With about $5 million available in an endowment fund, the library is looking at how best to address some of the needs that were to be part of the proposed expansion and interior renovation, including a more secure children’s library, the provision of study rooms and providing a community meeting room with a separate entrance so it can be used outside of library hours. Moving heavily used collections from the basement to the main floor was also a goal.
“We lost the election, but the needs of the library didn’t go away,” Chandler said.
And, the library has been sitting on $5 million for some time.
“At some point, I think it’s responsible stewardship to look at the fact that that money isn’t being used for the library, for the betterment of the community,” Chandler said.
She received no argument from commissioners.
“The vote wasn’t about the money you have,” Commissioner Michael Owsley said. “For me, what the vote meant was, ‘You’re not getting an additional $5 million.'”
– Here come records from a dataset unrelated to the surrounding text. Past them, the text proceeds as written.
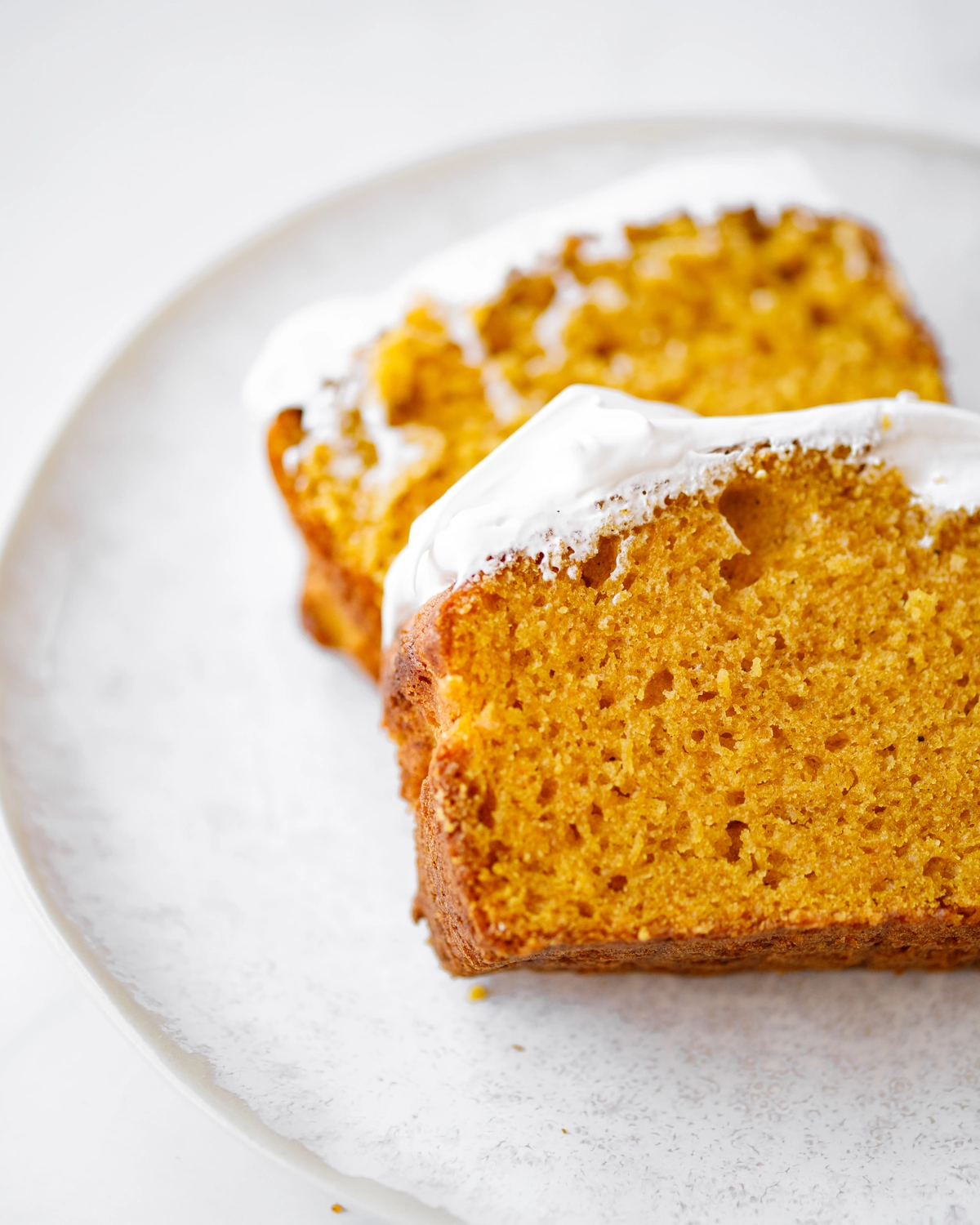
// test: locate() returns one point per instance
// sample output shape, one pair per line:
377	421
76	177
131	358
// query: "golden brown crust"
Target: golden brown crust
340	607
Chandler said she’s considering closing the library for one day during the coming spring offseason so the library staff and board of trustees can discuss ideas that have come up to reconfigure the facility – either internally or with a smaller addition than what had been proposed.
“We’re trying to see how much we can make happen within our current footprint,” Chandler said.
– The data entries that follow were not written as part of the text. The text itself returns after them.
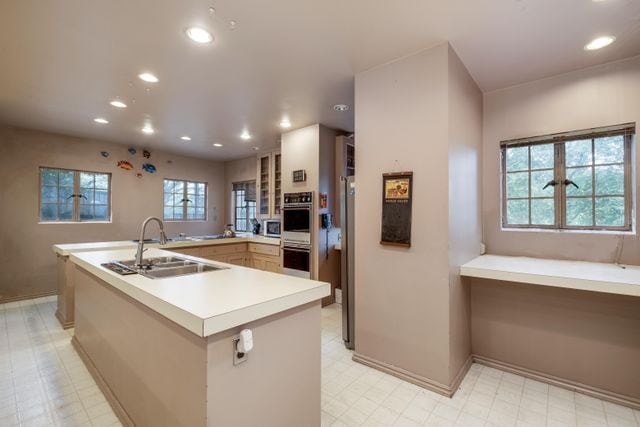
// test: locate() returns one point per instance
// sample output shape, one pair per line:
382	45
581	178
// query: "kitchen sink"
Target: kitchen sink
162	267
211	237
Some changes could occur for almost no capital outlay, she said.
In the meantime, library officials are continuing to work with the city of Aspen on structural supports within the Rio Grande Parking Garage to accommodate a future library expansion. The city plans to redo Galena Plaza, the grassy area to the east side of the library that is also the roof of the garage. It is leaking and needs to be replaced.
Library officials have stressed the need to retain the facility’s 44-foot easement, which extends onto the plaza, for future use, Chandler said. The goal is to make sure the city’s plaza redesign accommodates potential future use of that 44-foot strip by the library.
In addition, the library wants to make sure structural supports at the 44-foot mark are installed in the garage when the plaza is replaced. If the city wants the supports placed farther out to facilitate the configuration of parking within the garage, the county will consider it, but the library has no intention to expand beyond 44 feet, commissioners were told.
The failed expansion proposal called for the placement of supports 60 feet out from the library building, and the expansion design included a canopy that connected to those support pillars. The canopy was panned by some critics of the expansion plan.